In all the file organization methods described above, each file contains single table and are all stored in different ways in the memory. In real life situation, retrieving records from single table is comparatively less. Most of the cases, we need to combine/join two or more related tables and retrieve the data. In such cases, above all methods will not be faster to give the result. Those methods have to traverse each table at a time and then combine the results of each to give the requested result. This is obvious that the time taken for this is more. So what could be done to overcome this situation?
Another method of file organization – Cluster File Organization is introduced to handle above situation. In this method two or more table which are frequently used to join and get the results are stored in the same file called clusters. These files will have two or more tables in the same data block and the key columns which map these tables are stored only once. This method hence reduces the cost of searching for various records in different files. All the records are found at one place and hence making search efficient.
For example, we want to see the students who have taken particular course. The tables are shown in below diagram. We can see there are two students who have opted for ‘Database’ and ‘Perl’ course each. Though it is stored in separate tables in logical view, when it is stored in physical view, we have combined them. This can be seen in cluster file below. This is the result of join. So do not have to put any effort or time for joining. Hence it will give faster results.

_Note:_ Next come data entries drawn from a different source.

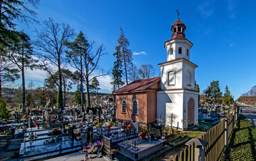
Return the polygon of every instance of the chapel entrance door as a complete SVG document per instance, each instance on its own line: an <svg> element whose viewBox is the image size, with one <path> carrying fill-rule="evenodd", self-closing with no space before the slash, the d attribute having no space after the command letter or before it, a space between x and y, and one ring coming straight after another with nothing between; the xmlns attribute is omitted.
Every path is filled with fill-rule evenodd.
<svg viewBox="0 0 256 161"><path fill-rule="evenodd" d="M188 125L194 123L195 101L193 99L189 100L187 105L187 122Z"/></svg>

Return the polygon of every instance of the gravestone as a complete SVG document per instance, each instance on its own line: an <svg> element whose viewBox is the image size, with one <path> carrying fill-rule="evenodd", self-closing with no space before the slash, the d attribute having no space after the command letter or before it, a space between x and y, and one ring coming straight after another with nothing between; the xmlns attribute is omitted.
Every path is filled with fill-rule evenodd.
<svg viewBox="0 0 256 161"><path fill-rule="evenodd" d="M121 128L123 126L123 119L117 119L117 127Z"/></svg>
<svg viewBox="0 0 256 161"><path fill-rule="evenodd" d="M154 123L148 124L148 132L152 135L156 136L158 139L162 138L162 127Z"/></svg>
<svg viewBox="0 0 256 161"><path fill-rule="evenodd" d="M210 115L212 118L217 118L217 111L211 111Z"/></svg>
<svg viewBox="0 0 256 161"><path fill-rule="evenodd" d="M207 113L207 109L203 109L203 113Z"/></svg>
<svg viewBox="0 0 256 161"><path fill-rule="evenodd" d="M139 123L138 122L131 122L133 129L136 130L136 132L139 132Z"/></svg>
<svg viewBox="0 0 256 161"><path fill-rule="evenodd" d="M87 128L87 139L88 141L91 141L92 138L94 138L94 132L92 127L88 127Z"/></svg>
<svg viewBox="0 0 256 161"><path fill-rule="evenodd" d="M111 139L104 136L102 136L103 148L102 152L110 158L111 154Z"/></svg>
<svg viewBox="0 0 256 161"><path fill-rule="evenodd" d="M69 138L72 140L72 142L74 141L74 131L73 131L73 127L69 127L69 128L67 129L67 133L69 133Z"/></svg>

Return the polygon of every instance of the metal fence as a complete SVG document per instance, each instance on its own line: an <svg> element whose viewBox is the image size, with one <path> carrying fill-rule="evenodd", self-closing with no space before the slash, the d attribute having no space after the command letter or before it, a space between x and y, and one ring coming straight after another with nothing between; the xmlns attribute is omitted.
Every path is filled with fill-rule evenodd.
<svg viewBox="0 0 256 161"><path fill-rule="evenodd" d="M230 113L226 117L221 119L216 125L207 131L200 137L200 139L208 142L205 150L205 158L201 160L215 161L220 156L225 146L228 146L228 138L230 136L232 130L234 129L234 123L237 120L237 113ZM197 160L197 154L195 153L195 143L186 147L179 155L175 155L172 158L174 161Z"/></svg>

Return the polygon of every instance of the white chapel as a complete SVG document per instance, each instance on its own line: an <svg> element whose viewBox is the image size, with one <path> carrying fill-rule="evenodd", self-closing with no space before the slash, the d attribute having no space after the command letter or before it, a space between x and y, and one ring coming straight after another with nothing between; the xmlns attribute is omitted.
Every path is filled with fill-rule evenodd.
<svg viewBox="0 0 256 161"><path fill-rule="evenodd" d="M156 93L158 118L161 123L183 129L198 124L199 92L195 91L195 69L190 62L193 44L185 38L186 26L178 17L173 23L172 38L164 43L167 61L158 64L160 89Z"/></svg>

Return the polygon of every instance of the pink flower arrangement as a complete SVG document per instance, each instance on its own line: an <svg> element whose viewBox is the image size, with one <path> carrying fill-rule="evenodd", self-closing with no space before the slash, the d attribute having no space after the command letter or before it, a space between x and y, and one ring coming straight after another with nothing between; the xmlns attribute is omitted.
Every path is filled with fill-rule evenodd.
<svg viewBox="0 0 256 161"><path fill-rule="evenodd" d="M108 124L108 132L110 132L110 127L111 127L111 124Z"/></svg>
<svg viewBox="0 0 256 161"><path fill-rule="evenodd" d="M101 149L103 147L103 143L100 141L96 141L94 143L86 143L87 146L84 148L83 152L87 152L88 153L96 153L98 150Z"/></svg>

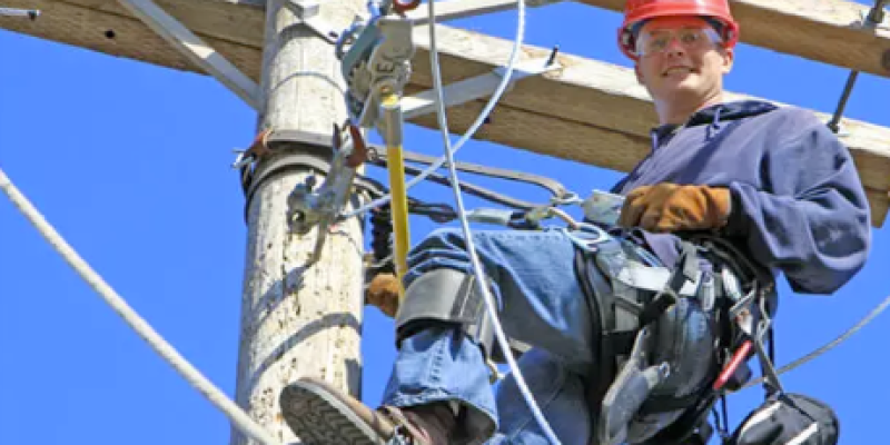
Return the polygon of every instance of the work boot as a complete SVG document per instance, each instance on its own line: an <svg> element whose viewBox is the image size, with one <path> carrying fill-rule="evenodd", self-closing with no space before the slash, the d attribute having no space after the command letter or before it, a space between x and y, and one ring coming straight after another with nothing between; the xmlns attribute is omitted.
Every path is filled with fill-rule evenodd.
<svg viewBox="0 0 890 445"><path fill-rule="evenodd" d="M447 402L376 411L327 383L300 378L279 398L290 429L307 445L447 445L456 417ZM389 442L398 434L400 442Z"/></svg>

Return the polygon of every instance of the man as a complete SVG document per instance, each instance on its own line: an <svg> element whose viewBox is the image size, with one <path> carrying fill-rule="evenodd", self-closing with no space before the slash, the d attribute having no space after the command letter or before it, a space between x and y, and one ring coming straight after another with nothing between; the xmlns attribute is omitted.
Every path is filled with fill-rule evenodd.
<svg viewBox="0 0 890 445"><path fill-rule="evenodd" d="M793 107L724 102L722 79L732 68L738 32L725 0L629 1L619 41L635 61L660 126L649 157L613 190L626 197L619 221L625 230L604 243L566 230L474 234L507 336L532 346L521 359L523 375L563 444L646 443L680 423L723 363L712 350L720 334L702 328L716 323L713 304L694 290L654 313L654 322L640 315L635 330L641 345L644 327L654 333L646 357L655 358L646 366L670 365L670 373L656 376L651 397L673 397L672 407L643 415L639 406L600 406L606 389L613 403L629 398L616 369L602 366L619 353L606 352L602 335L609 323L602 310L617 312L610 294L620 286L619 275L606 270L615 263L605 253L678 270L689 259L678 235L708 233L771 271L770 278L783 273L795 291L813 294L833 293L866 260L868 202L850 154L825 125ZM580 249L600 267L576 268ZM713 258L695 258L702 270L724 269ZM514 379L502 383L497 396L492 392L486 356L496 348L471 310L481 303L468 290L474 284L462 234L435 231L408 260L396 320L399 355L383 406L372 411L304 378L281 395L290 427L314 444L547 443ZM380 281L375 288L382 291ZM600 399L591 402L592 386Z"/></svg>

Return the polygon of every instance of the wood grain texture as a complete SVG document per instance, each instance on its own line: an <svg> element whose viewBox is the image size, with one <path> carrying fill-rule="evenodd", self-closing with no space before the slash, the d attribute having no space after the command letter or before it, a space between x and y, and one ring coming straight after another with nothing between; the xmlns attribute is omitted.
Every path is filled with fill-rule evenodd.
<svg viewBox="0 0 890 445"><path fill-rule="evenodd" d="M584 2L615 10L623 7L622 0ZM0 27L115 56L198 71L113 0L7 0L4 4L43 9L44 14L37 22L0 18ZM158 4L259 81L263 60L263 27L259 23L265 22L261 2L159 0ZM733 1L732 8L745 27L742 36L746 37L743 39L755 40L760 33L768 36L762 38L762 43L773 47L782 44L781 41L793 41L804 47L817 42L815 56L838 59L841 66L857 65L859 62L850 60L867 59L863 55L890 49L890 37L886 31L850 27L850 21L857 20L859 12L868 9L860 4L835 0L745 0ZM801 23L800 27L779 26L782 20ZM330 22L335 27L346 26L346 22L337 20ZM811 32L808 27L833 37L807 37L807 32ZM759 31L759 28L764 29ZM106 36L107 30L115 31L113 39ZM437 30L446 82L488 72L508 60L512 41L446 26L438 26ZM416 28L418 50L414 58L411 91L431 88L433 83L427 32L425 26ZM329 50L329 47L320 50ZM523 59L543 57L548 51L548 48L525 46ZM494 116L500 123L486 126L478 137L517 149L627 171L647 150L647 132L655 123L647 93L629 69L572 55L561 55L558 61L562 69L524 79L505 93ZM871 70L866 65L857 68L867 72L876 70L873 63ZM730 99L748 97L734 92L728 96ZM465 131L474 120L469 110L481 109L482 103L451 109L449 113L455 116L452 130ZM819 116L823 121L829 119L825 113ZM510 123L504 123L506 117ZM432 117L411 121L436 128ZM508 126L510 130L501 126ZM862 181L869 189L878 191L870 194L877 199L882 196L880 192L890 190L890 129L853 119L844 119L842 126L849 132L842 141L852 151ZM882 221L886 208L879 201L870 202L876 222Z"/></svg>

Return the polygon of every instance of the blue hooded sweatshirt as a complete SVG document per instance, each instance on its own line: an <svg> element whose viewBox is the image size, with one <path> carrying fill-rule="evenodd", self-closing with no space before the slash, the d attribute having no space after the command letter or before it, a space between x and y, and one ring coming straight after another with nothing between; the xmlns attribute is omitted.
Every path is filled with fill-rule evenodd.
<svg viewBox="0 0 890 445"><path fill-rule="evenodd" d="M722 236L797 293L834 293L868 256L871 215L852 157L809 110L728 102L653 129L652 151L612 192L659 182L729 188ZM643 235L675 263L674 235Z"/></svg>

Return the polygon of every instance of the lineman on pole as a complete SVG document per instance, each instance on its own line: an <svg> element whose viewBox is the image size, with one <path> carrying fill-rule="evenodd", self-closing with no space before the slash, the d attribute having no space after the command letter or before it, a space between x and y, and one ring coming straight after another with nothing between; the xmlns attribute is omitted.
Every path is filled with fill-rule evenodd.
<svg viewBox="0 0 890 445"><path fill-rule="evenodd" d="M688 443L754 355L769 394L788 399L763 350L774 279L832 294L866 261L871 216L834 134L807 110L724 100L738 38L726 0L627 1L619 44L660 125L612 190L620 219L474 234L479 287L506 335L532 347L521 368L563 444ZM304 378L281 395L295 433L310 444L546 443L513 377L492 390L487 360L503 352L474 278L459 230L415 246L383 405ZM370 291L394 296L393 284L380 276ZM834 426L795 443L833 443ZM784 443L751 434L734 439Z"/></svg>

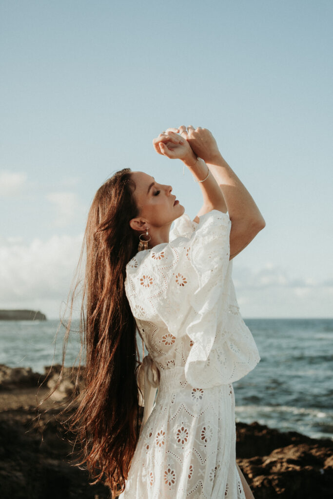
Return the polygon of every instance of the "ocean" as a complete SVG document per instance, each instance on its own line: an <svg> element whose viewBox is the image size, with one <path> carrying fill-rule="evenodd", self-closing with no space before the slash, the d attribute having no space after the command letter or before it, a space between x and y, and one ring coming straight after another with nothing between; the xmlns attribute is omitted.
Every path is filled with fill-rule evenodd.
<svg viewBox="0 0 333 499"><path fill-rule="evenodd" d="M261 360L233 384L236 421L333 440L333 319L245 321ZM0 321L0 364L43 373L44 366L61 363L61 330L54 341L58 324ZM79 349L78 335L73 333L65 365L73 363Z"/></svg>

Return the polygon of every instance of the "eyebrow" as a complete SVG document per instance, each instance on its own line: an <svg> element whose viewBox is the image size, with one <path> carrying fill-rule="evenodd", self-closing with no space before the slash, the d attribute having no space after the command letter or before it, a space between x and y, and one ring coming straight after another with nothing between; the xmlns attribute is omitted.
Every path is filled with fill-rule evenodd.
<svg viewBox="0 0 333 499"><path fill-rule="evenodd" d="M153 178L154 179L154 177L153 177ZM154 179L154 180L155 180L155 179ZM154 182L151 183L151 184L150 184L150 185L149 186L149 187L148 188L148 191L147 191L147 194L149 194L149 191L150 190L150 188L152 187L154 184L155 184Z"/></svg>

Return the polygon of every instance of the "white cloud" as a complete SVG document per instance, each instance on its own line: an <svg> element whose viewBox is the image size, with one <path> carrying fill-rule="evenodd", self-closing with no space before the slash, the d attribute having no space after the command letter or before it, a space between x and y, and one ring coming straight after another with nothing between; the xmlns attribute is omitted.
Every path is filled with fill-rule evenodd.
<svg viewBox="0 0 333 499"><path fill-rule="evenodd" d="M54 223L56 227L65 227L84 217L85 207L76 193L52 192L47 194L46 198L53 205Z"/></svg>
<svg viewBox="0 0 333 499"><path fill-rule="evenodd" d="M0 246L0 308L31 308L57 317L78 262L83 235Z"/></svg>
<svg viewBox="0 0 333 499"><path fill-rule="evenodd" d="M81 234L36 239L30 244L14 238L0 241L0 308L32 308L57 318L67 300L82 239ZM254 270L238 267L236 260L233 264L243 317L333 316L333 279L295 277L278 265Z"/></svg>
<svg viewBox="0 0 333 499"><path fill-rule="evenodd" d="M333 316L333 279L316 281L290 275L269 264L253 270L234 264L234 282L246 317Z"/></svg>
<svg viewBox="0 0 333 499"><path fill-rule="evenodd" d="M10 197L20 194L26 184L25 173L0 171L0 197Z"/></svg>

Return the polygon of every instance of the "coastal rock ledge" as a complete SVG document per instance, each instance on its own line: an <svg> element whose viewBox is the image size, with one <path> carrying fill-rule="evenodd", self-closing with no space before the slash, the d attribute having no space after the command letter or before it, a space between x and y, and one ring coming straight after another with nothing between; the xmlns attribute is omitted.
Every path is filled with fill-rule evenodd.
<svg viewBox="0 0 333 499"><path fill-rule="evenodd" d="M38 400L44 398L59 368L53 366L45 378L48 368L39 374L28 368L0 366L1 499L110 497L108 489L101 484L89 485L86 473L72 465L72 448L61 422L74 408L63 414L60 409L65 407L61 397L66 399L72 392L75 371L65 369L65 384L56 400L49 398L42 406L46 412L36 418L37 386L44 381L37 395ZM281 432L258 423L238 423L236 429L237 462L256 499L331 499L331 440Z"/></svg>
<svg viewBox="0 0 333 499"><path fill-rule="evenodd" d="M0 310L0 320L46 320L39 310Z"/></svg>

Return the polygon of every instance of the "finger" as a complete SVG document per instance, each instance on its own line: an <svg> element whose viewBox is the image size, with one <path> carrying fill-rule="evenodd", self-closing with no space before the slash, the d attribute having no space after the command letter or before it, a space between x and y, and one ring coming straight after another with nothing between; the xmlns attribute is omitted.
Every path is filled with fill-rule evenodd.
<svg viewBox="0 0 333 499"><path fill-rule="evenodd" d="M184 139L178 133L175 133L174 132L167 131L164 132L163 136L166 138L167 141L172 142L173 144L184 144Z"/></svg>
<svg viewBox="0 0 333 499"><path fill-rule="evenodd" d="M181 126L179 127L179 133L184 138L186 138L187 136L187 130L186 130L186 127L184 125L182 125ZM185 134L185 135L183 135L183 134Z"/></svg>
<svg viewBox="0 0 333 499"><path fill-rule="evenodd" d="M178 133L178 132L179 131L179 128L173 128L172 127L170 127L170 128L167 128L167 129L165 131L166 132L174 132L175 133Z"/></svg>
<svg viewBox="0 0 333 499"><path fill-rule="evenodd" d="M159 144L160 147L161 148L161 151L162 151L162 154L164 156L167 156L168 158L173 158L175 156L175 153L171 149L168 148L168 146L166 144L163 144L163 142L161 142Z"/></svg>

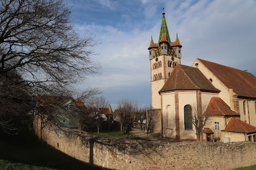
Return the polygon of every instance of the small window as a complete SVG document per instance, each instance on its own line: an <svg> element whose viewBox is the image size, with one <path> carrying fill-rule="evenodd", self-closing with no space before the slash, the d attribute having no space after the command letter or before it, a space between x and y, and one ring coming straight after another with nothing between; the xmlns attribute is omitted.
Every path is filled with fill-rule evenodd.
<svg viewBox="0 0 256 170"><path fill-rule="evenodd" d="M251 140L251 135L248 136L248 139L249 141L252 141Z"/></svg>
<svg viewBox="0 0 256 170"><path fill-rule="evenodd" d="M244 114L246 115L246 110L245 109L245 101L244 101L243 105L244 105Z"/></svg>
<svg viewBox="0 0 256 170"><path fill-rule="evenodd" d="M214 129L216 131L218 131L220 130L220 127L219 126L219 122L214 123Z"/></svg>
<svg viewBox="0 0 256 170"><path fill-rule="evenodd" d="M255 102L255 114L256 114L256 102Z"/></svg>
<svg viewBox="0 0 256 170"><path fill-rule="evenodd" d="M187 105L184 107L184 125L185 130L193 130L192 107Z"/></svg>

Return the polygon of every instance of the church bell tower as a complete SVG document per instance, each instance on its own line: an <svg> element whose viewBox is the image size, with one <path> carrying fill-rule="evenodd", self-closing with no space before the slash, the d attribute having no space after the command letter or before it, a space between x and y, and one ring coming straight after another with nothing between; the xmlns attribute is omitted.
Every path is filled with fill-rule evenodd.
<svg viewBox="0 0 256 170"><path fill-rule="evenodd" d="M151 104L154 109L161 109L161 96L158 91L162 88L176 65L180 64L181 58L182 46L178 35L176 41L172 43L164 16L165 13L163 12L162 14L163 17L158 43L154 43L151 37L148 48L151 64Z"/></svg>

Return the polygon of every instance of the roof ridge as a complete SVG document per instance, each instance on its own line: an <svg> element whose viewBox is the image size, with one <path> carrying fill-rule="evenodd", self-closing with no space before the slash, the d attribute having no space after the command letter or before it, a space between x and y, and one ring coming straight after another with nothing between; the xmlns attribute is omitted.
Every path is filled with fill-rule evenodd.
<svg viewBox="0 0 256 170"><path fill-rule="evenodd" d="M245 131L246 132L246 133L248 133L247 131L246 130L245 130L245 129L244 129L244 126L239 122L239 121L238 120L238 119L234 118L234 117L231 117L231 118L234 118L237 120L237 122L239 124L239 125L240 125L241 126L242 126L242 128L245 130Z"/></svg>
<svg viewBox="0 0 256 170"><path fill-rule="evenodd" d="M227 67L229 67L229 68L232 68L232 69L236 69L236 70L238 70L244 71L245 72L247 72L247 73L251 74L251 73L250 72L245 71L242 70L241 69L237 69L237 68L236 68L231 67L228 66L226 66L226 65L223 65L223 64L219 64L219 63L215 63L214 62L212 62L212 61L207 61L207 60L201 59L200 59L200 58L197 58L197 59L199 59L199 60L203 60L203 61L207 61L207 62L209 62L210 63L215 63L215 64L218 64L218 65L221 65Z"/></svg>
<svg viewBox="0 0 256 170"><path fill-rule="evenodd" d="M178 65L180 65L179 64L178 64ZM180 64L180 65L182 65L182 64ZM186 65L185 65L186 66L187 66ZM189 67L189 66L188 66ZM186 73L186 72L185 72L185 71L183 70L183 68L181 67L181 66L180 66L180 67L182 68L182 71L183 71L184 73L186 75L186 76L187 76L187 77L188 78L188 79L189 79L189 80L192 82L192 83L195 86L196 86L197 88L200 88L199 87L198 87L198 86L197 86L197 85L196 85L194 82L192 81L192 80L191 80L191 79L190 78L190 77L187 75L187 74ZM194 68L194 67L191 67L192 68Z"/></svg>

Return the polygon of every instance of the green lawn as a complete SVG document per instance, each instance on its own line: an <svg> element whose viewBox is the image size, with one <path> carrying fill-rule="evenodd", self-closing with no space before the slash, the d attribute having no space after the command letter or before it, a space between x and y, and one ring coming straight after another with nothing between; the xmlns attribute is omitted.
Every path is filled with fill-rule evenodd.
<svg viewBox="0 0 256 170"><path fill-rule="evenodd" d="M33 130L26 128L22 128L17 135L8 135L0 131L0 160L57 169L101 169L51 148L41 142Z"/></svg>
<svg viewBox="0 0 256 170"><path fill-rule="evenodd" d="M97 136L98 134L97 132L89 132L89 133L92 135ZM103 131L102 132L99 132L99 136L102 137L110 138L126 138L126 135L123 134L123 132L120 131ZM139 137L136 136L130 136L129 137L130 139L142 139Z"/></svg>

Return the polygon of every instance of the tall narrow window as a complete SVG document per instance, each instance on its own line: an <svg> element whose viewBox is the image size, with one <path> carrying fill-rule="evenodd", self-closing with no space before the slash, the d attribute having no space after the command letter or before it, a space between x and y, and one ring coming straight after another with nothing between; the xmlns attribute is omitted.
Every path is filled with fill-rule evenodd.
<svg viewBox="0 0 256 170"><path fill-rule="evenodd" d="M251 135L249 135L248 136L248 139L249 139L249 141L252 141L251 140Z"/></svg>
<svg viewBox="0 0 256 170"><path fill-rule="evenodd" d="M184 124L185 130L193 130L192 107L187 105L184 107Z"/></svg>
<svg viewBox="0 0 256 170"><path fill-rule="evenodd" d="M245 109L245 101L244 101L244 114L246 115L246 110Z"/></svg>
<svg viewBox="0 0 256 170"><path fill-rule="evenodd" d="M256 114L256 102L255 102L255 114Z"/></svg>
<svg viewBox="0 0 256 170"><path fill-rule="evenodd" d="M216 131L218 131L220 130L220 126L219 126L219 122L214 123L214 129Z"/></svg>

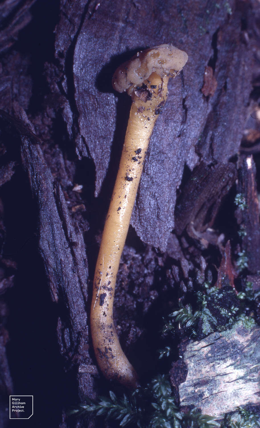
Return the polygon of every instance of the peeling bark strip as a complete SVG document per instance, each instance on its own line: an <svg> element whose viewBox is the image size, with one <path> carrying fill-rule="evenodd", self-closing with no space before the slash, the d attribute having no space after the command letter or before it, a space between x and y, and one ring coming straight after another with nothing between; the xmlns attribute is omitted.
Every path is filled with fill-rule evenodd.
<svg viewBox="0 0 260 428"><path fill-rule="evenodd" d="M260 328L241 322L231 330L191 342L184 355L188 374L179 386L181 406L195 406L221 419L237 406L260 404Z"/></svg>
<svg viewBox="0 0 260 428"><path fill-rule="evenodd" d="M208 166L202 162L184 186L175 210L175 227L181 235L193 223L196 231L202 232L212 226L223 199L235 182L233 163Z"/></svg>
<svg viewBox="0 0 260 428"><path fill-rule="evenodd" d="M249 64L253 57L250 39L247 45L243 41L241 23L251 6L247 3L240 10L234 0L228 2L228 8L225 0L209 1L207 8L199 0L192 4L185 0L179 6L171 0L162 6L156 0L152 8L146 2L137 6L104 0L89 19L90 3L73 40L74 81L68 75L65 80L75 91L78 123L72 122L74 104L66 106L63 115L72 135L73 125L78 125L79 156L90 155L95 163L96 195L105 188L105 177L113 176L114 155L123 144L122 126L127 120L124 98L107 96L122 57L125 60L138 48L170 42L187 49L193 59L177 78L174 91L169 91L169 102L159 115L131 219L143 241L164 251L174 227L176 188L184 165L193 169L198 156L207 163L224 163L238 152L251 90ZM68 2L64 4L61 19L67 33L61 33L59 27L56 45L61 65L68 39L75 34L71 23L76 19L75 10ZM80 2L77 5L82 7ZM209 63L217 86L211 82L205 99L202 88Z"/></svg>
<svg viewBox="0 0 260 428"><path fill-rule="evenodd" d="M244 159L239 172L237 196L240 196L236 215L242 232L242 249L248 259L251 273L260 270L259 205L253 156Z"/></svg>

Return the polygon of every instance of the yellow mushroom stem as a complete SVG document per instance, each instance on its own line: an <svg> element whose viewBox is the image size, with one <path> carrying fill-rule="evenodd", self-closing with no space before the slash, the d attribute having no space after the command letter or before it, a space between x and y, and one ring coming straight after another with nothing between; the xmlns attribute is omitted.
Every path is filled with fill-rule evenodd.
<svg viewBox="0 0 260 428"><path fill-rule="evenodd" d="M161 73L160 76L152 72L140 87L131 85L128 91L132 103L94 277L91 324L98 365L108 379L117 380L130 388L137 386L137 377L121 347L113 318L117 275L145 154L155 123L166 101L169 77L177 72L162 76Z"/></svg>

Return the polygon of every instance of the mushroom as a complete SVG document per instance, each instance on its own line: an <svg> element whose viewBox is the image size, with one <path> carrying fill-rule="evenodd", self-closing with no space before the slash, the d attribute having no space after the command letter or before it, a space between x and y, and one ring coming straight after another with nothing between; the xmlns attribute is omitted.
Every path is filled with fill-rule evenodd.
<svg viewBox="0 0 260 428"><path fill-rule="evenodd" d="M122 349L113 319L117 275L145 153L168 95L168 81L182 69L187 59L183 51L161 45L138 52L113 77L114 89L127 92L132 103L96 262L91 324L96 357L103 374L130 388L138 385L137 375Z"/></svg>

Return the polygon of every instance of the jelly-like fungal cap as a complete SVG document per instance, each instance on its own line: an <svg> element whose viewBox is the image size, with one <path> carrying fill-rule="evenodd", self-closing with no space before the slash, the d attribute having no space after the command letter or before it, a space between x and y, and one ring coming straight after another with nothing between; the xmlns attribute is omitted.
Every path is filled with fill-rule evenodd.
<svg viewBox="0 0 260 428"><path fill-rule="evenodd" d="M141 86L152 73L161 77L174 77L184 67L188 56L171 45L160 45L137 52L115 71L112 84L117 92L127 90L129 93L137 86Z"/></svg>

If we have to insert or update or delete any record, we can directly do so. Here data are sorted based on the primary key or the key with which we are searching the data. Also, clusters are formed based on the join condition. The key with which we are joining the tables is known as cluster key.
Clustering of tables are done when
- There is a frequent need for joining the tables with same condition. Also, these joins will result in only few records from both tables. i.e.; in above example, we are retrieving the records for only particular course; not for the entire course. If all the records from any one of the table is used in the join condition, then this method is not efficient.
- If tables are joined once in a while or full table scan of any one the table in involved in the query, then we do not cluster the tables.
- If there is 1: M relationship between the tables, then we can cluster the tables. In above case for each course, we have many students opted for. Hence we have clustered.
There are two types of cluster file organization
- Indexed Clusters: – Here records are grouped based on the cluster key and stored together. Our example above to illustrate STUDENT-COURSE cluster is an indexed cluster. The records are grouped based on the cluster key – COURSE_ID and all the related records are stored together. This method is followed when there is retrieval of data for range of cluster key values or when there is a huge data growth in the clusters. That means, if we have to select the students who are attending the course with COURSE_ID 230-240 or there is a large number of students attending the same course, say 250.
- Hash Clusters: – This is also similar to indexed cluster. Here instead of storing the records based on the cluster key, we generate the hash key value for the cluster key and store the records with same hash key value together in the memory disk.
- This method is best suited when there is frequent request for joining the tables with same joining condition.
- When there is a 1:M mapping between the tables, it results efficiently
- This method is not suitable for very large databases since the performance of this method on them is low.
- We cannot use this clusters, if there is any change is joining condition. If the joining condition changes, the traversing the file takes lot of time.
- This method is not suitable for less frequently joined tables or tables with 1:1 conditions.